Wednesday, January 12, 2011
Friendship is Magic and Musical, Too
From the very beginning of the animated MLP canon, songs have been a very heavy part. The original specials both had a number of songs, as did the movie, and the animated series had one song per 11 minute segment. My Little Pony Tales had at least one song per episode, and when the G3 cartoons started being released on retail DVDs, they were also mostly musicals. So why should the new series be any different?

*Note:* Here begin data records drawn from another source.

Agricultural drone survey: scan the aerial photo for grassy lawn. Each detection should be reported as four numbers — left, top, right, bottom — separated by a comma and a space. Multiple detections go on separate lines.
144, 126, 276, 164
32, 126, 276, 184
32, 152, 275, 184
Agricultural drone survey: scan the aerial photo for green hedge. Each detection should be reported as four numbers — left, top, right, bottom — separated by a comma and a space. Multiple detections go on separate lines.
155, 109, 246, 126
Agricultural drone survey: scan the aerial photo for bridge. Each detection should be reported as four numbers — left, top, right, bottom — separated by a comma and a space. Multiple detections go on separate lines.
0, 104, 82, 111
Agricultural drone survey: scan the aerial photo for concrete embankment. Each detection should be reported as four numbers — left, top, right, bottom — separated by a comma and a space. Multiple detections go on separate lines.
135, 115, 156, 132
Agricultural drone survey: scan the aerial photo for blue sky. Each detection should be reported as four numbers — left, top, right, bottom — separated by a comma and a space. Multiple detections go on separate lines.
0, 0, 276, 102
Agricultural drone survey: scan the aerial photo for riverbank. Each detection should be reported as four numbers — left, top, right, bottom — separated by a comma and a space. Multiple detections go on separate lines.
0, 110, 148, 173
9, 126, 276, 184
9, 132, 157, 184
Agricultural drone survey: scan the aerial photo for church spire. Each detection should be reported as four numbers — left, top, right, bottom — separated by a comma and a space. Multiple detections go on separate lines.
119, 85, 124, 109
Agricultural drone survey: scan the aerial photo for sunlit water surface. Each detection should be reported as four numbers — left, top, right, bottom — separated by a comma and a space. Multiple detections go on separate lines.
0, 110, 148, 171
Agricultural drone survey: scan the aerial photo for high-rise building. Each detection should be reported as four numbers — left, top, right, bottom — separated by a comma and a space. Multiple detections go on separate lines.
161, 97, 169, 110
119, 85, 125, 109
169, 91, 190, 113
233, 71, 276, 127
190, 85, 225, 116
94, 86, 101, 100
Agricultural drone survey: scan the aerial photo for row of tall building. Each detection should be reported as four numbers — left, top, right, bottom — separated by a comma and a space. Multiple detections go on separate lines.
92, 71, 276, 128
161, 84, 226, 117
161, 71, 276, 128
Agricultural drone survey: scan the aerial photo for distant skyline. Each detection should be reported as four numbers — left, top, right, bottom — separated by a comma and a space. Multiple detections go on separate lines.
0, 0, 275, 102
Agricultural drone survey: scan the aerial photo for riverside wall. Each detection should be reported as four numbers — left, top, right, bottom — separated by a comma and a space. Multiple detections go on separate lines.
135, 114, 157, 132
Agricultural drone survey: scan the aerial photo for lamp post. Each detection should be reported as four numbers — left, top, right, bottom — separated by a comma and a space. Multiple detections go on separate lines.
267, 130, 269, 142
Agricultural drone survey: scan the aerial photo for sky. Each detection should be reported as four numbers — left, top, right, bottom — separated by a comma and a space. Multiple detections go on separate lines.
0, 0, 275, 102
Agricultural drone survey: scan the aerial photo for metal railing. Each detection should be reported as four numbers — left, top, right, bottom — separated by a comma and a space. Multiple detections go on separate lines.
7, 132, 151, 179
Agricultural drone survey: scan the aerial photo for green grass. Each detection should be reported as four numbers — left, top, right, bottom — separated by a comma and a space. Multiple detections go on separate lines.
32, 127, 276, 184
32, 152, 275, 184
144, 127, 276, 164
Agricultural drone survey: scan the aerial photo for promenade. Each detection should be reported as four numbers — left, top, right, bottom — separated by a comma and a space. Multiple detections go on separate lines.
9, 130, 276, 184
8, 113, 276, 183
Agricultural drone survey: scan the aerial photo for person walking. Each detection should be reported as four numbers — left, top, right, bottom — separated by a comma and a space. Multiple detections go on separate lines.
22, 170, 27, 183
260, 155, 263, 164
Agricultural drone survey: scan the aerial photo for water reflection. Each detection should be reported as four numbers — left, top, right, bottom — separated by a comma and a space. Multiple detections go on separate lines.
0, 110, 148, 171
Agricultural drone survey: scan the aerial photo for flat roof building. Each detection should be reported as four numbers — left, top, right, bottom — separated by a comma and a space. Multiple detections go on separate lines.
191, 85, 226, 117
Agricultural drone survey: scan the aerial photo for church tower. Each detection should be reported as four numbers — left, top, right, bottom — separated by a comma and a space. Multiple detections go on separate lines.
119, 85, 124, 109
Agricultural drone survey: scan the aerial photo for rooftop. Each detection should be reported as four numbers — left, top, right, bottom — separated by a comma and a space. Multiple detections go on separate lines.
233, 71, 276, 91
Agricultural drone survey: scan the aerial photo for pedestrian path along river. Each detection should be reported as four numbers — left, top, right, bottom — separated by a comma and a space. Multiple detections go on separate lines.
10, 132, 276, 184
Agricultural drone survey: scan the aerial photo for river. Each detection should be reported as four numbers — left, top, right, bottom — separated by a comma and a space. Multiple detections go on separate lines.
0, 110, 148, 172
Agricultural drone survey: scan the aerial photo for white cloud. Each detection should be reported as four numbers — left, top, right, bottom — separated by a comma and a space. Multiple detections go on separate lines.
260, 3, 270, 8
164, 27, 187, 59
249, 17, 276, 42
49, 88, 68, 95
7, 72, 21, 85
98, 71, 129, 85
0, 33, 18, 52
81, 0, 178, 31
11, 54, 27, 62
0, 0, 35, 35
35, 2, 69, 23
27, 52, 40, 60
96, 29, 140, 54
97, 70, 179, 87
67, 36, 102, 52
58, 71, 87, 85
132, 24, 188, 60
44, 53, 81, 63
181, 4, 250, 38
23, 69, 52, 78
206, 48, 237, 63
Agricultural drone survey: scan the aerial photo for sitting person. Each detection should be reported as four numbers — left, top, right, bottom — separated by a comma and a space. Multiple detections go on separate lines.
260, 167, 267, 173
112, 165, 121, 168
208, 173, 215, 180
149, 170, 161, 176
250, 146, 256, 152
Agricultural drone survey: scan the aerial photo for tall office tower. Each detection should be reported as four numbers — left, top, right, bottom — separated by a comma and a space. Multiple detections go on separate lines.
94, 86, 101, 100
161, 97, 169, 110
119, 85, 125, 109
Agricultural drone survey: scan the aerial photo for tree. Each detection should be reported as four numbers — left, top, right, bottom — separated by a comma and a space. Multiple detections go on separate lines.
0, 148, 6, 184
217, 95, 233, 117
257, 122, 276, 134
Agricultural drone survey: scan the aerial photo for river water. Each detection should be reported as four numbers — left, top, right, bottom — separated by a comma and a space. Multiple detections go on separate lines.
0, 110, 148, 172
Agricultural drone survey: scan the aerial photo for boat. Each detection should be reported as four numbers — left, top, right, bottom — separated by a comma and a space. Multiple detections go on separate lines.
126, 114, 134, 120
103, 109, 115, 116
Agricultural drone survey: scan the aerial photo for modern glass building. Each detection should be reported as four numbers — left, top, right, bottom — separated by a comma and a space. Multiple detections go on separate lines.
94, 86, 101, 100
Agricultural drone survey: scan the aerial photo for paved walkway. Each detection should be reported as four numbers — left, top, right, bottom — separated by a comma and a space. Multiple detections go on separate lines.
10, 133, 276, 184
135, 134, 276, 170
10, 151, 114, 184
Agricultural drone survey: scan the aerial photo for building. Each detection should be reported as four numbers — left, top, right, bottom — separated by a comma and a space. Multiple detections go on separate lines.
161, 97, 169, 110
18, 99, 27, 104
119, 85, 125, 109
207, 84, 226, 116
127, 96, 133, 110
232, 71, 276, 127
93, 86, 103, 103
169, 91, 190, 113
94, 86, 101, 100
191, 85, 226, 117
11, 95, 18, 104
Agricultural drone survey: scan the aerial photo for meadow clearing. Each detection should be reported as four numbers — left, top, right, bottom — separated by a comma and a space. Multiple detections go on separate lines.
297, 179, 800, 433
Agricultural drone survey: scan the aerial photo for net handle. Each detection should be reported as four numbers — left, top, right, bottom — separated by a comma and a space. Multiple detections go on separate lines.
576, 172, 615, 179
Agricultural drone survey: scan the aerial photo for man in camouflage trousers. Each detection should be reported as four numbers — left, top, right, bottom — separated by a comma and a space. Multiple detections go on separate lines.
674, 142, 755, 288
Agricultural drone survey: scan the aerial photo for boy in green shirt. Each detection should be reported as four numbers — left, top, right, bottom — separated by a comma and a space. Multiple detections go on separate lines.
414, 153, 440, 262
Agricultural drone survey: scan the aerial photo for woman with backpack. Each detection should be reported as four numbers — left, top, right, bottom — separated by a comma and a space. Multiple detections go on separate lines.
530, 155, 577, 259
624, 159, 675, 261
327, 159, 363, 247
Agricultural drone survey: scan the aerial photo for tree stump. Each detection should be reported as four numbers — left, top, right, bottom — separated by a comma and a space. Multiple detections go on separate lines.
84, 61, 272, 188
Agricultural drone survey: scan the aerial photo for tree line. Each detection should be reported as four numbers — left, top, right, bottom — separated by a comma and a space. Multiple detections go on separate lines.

Only, the first episode came and went without any songs, barring the opening theme. I don't think anyone really noticed, or thought about it, really. Even I only gave it a passing thought almost two weeks later, shortly before the second episode aired. I guess that most people assumed that since the new series was so different from the other series, both in story and looks, songs were not a guarantee, nor were they really to be expected. So when the second episode aired, and Pinkie Pie sang her "Giggle at the Ghosties" song, everyone was pleasantly surprised (and amused that the song was lampshaded). The next few episodes came and went, and we found that there would be a Pinkie song more often than not, but always diegetic (that is, acknowledged as being sung in-universe).
And then, the Winter Wrap Up song was leaked. And the fans went wild! It seems like everyone who had a chance to see it loved it, and couldn't wait for the episode it was from to come out. There was speculation that it might be an entirely musical episode, and no one saw this as a bad thing. But would there have been this reaction if MLPFiM had been a song-an-episode show from the very start? I don't think so.
story that Stephen Schwartz told about when he went to see A Chorus Line, and how at the start of the grand finale, he cynically thought to himself, "Oh, of course they're going to do a kick line." But then they didn't. And the song went on, and they still didn't. And then, at the curtain call, they finally lined up and did a kick line, by which time, he was ready to cheer for it. The lesson he took from this was, "If something is obligatory, it's good to make the audience wait for it." And that is exactly what MLPFiM has done.